Obligatory film using up shots, back at my fave shortcut in Leicester:

Developed in the kitchen using Digibase C-41 Ready to use pre diluted softpacks.  The temp was 25 as it was such a hot weekend but I followed the 21 temp instructions…which in retrospect was lucky, I think.

Week 19: Fuji Instax in the 1940's by Jacqui Booth

I thought I'd cut myself some slack this for this week and take the Fuji Instax along to work, of sorts.  Handily, the Little Bird SOS studio is at Greenacres, at the North end of the Great Central Railway and there's often events going on outside the door, so Lisa and I opened the shop and whilst she made items to sell, I spent the day stocking the shop up with donated wool, which took AGES.  Surely such a simple task should have been quicker?

I got waylaid by Lisa’s yarnstormed bike though first…

Here’s our gaff.  The view from here across Leicester is pretty good.

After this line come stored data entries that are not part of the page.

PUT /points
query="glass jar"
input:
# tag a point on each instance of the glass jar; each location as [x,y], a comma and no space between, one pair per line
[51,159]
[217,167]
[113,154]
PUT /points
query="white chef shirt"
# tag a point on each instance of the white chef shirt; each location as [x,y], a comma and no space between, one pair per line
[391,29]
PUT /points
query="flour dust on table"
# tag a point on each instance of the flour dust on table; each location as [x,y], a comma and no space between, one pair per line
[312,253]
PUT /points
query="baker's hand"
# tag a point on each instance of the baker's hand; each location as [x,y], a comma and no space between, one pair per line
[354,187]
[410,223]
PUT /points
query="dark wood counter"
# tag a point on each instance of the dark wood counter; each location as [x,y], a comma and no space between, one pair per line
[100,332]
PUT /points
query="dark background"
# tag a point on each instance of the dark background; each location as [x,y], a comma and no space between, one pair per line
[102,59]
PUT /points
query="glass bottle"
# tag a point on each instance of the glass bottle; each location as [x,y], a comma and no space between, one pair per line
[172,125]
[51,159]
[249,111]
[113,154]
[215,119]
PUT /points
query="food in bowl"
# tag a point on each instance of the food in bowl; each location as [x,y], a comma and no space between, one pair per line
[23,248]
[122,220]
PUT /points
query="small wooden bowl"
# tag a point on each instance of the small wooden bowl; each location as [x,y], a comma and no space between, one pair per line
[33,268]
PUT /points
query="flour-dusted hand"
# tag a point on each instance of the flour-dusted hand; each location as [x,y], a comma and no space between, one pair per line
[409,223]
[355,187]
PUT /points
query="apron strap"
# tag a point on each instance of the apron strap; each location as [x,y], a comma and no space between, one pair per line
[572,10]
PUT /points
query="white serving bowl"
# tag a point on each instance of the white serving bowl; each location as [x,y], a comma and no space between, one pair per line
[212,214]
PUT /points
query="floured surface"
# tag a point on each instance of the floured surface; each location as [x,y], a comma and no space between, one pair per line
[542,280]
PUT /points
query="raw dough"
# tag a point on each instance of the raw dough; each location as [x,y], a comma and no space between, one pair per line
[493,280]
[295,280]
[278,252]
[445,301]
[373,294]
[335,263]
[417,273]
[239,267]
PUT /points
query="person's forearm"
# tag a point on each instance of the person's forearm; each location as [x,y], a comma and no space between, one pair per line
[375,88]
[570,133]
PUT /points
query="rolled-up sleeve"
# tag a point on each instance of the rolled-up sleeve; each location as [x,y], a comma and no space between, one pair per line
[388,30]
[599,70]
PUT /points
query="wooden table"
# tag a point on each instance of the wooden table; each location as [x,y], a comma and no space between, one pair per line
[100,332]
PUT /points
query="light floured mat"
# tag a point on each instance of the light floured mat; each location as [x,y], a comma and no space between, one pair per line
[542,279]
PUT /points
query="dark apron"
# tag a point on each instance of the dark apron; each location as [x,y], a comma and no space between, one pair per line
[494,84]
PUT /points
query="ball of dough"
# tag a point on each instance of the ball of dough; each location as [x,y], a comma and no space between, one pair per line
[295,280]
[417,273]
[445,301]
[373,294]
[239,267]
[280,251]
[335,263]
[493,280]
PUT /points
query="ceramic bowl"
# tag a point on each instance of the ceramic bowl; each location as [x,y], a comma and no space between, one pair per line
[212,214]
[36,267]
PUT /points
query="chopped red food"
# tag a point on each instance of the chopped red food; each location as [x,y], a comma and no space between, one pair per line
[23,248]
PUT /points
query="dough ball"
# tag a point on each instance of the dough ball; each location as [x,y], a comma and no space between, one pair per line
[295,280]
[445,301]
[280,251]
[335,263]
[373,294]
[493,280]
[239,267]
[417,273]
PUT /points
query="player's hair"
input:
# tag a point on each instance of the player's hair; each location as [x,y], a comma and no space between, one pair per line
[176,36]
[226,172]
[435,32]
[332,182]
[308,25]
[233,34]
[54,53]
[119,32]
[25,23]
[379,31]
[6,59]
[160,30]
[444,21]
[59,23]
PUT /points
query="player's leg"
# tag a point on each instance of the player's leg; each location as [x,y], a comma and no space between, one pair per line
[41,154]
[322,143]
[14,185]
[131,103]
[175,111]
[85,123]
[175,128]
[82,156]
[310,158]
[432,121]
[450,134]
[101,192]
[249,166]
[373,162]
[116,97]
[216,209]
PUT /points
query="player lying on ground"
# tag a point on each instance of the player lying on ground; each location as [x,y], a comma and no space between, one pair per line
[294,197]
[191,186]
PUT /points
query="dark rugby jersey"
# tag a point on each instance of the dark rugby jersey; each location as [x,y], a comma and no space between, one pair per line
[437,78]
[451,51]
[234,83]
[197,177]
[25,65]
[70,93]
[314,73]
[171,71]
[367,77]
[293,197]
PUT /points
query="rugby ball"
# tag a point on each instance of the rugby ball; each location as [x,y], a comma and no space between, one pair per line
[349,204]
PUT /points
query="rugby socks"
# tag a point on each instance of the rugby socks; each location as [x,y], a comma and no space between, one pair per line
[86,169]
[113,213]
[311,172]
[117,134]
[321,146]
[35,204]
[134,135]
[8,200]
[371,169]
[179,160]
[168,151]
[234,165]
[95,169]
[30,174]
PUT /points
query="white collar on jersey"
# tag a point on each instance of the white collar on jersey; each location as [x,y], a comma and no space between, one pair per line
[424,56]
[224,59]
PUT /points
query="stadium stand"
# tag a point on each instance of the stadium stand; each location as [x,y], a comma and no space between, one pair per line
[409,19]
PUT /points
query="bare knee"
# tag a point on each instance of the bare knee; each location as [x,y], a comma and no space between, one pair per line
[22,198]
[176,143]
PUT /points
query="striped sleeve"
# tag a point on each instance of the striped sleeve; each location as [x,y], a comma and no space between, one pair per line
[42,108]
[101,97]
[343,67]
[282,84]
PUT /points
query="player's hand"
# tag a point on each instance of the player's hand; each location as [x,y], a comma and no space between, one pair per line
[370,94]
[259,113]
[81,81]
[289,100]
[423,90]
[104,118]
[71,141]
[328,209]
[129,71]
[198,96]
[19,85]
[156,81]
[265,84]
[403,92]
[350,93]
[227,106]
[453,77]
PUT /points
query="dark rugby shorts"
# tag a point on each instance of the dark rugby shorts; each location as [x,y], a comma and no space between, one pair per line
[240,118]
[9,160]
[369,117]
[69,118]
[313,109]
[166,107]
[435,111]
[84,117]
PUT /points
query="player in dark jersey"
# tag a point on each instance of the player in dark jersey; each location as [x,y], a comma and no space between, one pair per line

It wasn’t until the end of the day that I nipped out to see the stalls and say hello to some of the reenactors who’d been camping out there for the weekend.  This Is Vintage Amor who tempted me with a red snakeskin effect vanity case…which smells of powder and is now full of film cameras.  Ahem.

This impressed my lad…

And this nice bloke, who had the gift of the gab and also enjoyed being a ‘scary’ German on the trains, is from Feldjagerkorps 44, a living history/re-enactment group.

I should have taken more photos of the women, who looked amazing.  They made me want to wear a dress too!  Unfortunately my Pearl Lowe tea dress makes me look like Grayson Perry.

And then it was time for the corporate photo to be renewed. I decided that I rather liked the 1940’s when two smartly suited gentlemen insisted on helping me out of the chair.  Hell, sometimes it’s nice to feel like a gal.